Enter the secret key into LastPass.
- Log in to LastPass and access your vault by doing either of the following:
- In your web browser toolbar, click the LastPass icon and select Vault or Open My Vault.
- Go to https://lastpass.com/?ac=1 and log in with your email address and master password.
- To activate a new secret key, you must add a new site password or editing an existing password entry:
Action in LastPass Instructions Add a new site password
- Click .
- Select Password.
- Enter all of the information you want to store.
Edit an existing site password
- Locate your desired site password entry.
- Click the Edit icon .
- Select Enter your secret key.
- Paste the secret key you copied in Step #3 above (copied from your third-party site's authentication settings) then click Activate. Attention: Only use the characters A-Z, 2-7, = when entering the secret key, and do not include any spaces.
Result: LastPass generates a 6-digit one-time passcode (using the SHA-1 algorithm and changing every 30 seconds).
- In the One-time passcode field, click to view the TOTP code, then copy the code. Note: The TOTP code automatically populates in the site's "one-time passcode" field if the site is stored in your vault and has a secret key associated. If the generated code expires before it has been submitted on the site (expires every 30 seconds), then the new TOTP code is automatically generated and filled into site's "one-time passcode" field.Tip: When you need a new TOTP code, click to hide the current code, then click again to show the new one (new codes generate every 30 seconds).
- Return to your desired site's settings and paste the code for verification, then save and proceed.
Use a TOTP code from your vault
Once you have paired your site with LastPass via the secret key, you can copy a TOTP code from your vault and use it to log in to your site when you're prompted for Two-Factor Authentication.
Copy a TOTP code from your LastPass vault.
- Within your vault, locate your desired site password entry then select to edit it.
- Copy the TOTP code in the One-time passcode field.
Use the TOTP code to log in to your site.

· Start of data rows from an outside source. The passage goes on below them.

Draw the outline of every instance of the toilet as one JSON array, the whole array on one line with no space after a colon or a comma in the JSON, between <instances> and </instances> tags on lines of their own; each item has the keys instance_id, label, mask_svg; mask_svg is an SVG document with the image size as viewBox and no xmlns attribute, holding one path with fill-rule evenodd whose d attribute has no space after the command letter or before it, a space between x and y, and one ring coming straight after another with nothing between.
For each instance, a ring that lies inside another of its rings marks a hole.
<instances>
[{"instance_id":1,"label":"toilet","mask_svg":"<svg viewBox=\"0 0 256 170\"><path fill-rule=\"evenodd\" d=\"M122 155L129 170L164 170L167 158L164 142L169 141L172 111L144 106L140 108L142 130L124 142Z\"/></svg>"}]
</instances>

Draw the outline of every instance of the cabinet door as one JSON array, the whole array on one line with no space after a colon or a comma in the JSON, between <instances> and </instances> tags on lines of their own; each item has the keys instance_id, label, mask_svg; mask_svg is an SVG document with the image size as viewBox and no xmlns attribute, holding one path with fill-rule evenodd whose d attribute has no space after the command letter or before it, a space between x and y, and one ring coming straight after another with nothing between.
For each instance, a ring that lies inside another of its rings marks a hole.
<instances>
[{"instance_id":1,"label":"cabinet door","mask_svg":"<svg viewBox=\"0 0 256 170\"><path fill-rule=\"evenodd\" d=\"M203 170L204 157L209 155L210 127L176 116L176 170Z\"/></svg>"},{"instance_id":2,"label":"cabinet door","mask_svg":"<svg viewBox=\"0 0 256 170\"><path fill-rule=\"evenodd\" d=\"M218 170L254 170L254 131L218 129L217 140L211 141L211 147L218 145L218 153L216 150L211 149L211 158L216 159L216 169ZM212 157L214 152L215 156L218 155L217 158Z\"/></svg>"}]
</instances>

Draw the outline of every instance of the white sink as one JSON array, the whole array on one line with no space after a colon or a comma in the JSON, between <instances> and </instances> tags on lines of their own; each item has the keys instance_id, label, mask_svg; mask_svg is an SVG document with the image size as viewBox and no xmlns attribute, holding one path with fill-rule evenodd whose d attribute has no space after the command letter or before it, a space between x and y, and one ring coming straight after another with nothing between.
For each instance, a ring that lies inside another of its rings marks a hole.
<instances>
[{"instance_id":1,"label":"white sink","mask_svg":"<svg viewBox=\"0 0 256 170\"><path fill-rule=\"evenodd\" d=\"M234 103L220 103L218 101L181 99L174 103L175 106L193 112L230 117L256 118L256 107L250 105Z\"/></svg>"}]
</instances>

- Navigate to your site and proceed to log in.
- When prompted for authentication, enter the TOTP code you copied from the One-time passcode field. Note: The TOTP code automatically populates in the site's "one-time passcode" field if the site is stored in your vault and has a secret key associated. If the generated code expires before it has been submitted on the site (expires every 30 seconds), then the new TOTP code is automatically generated and filled into site's "one-time passcode" field.Troubleshooting: If the code you entered is invalid, return to your vault entry and click to hide the current code, then click again to show the new one (new codes generate every 30 seconds).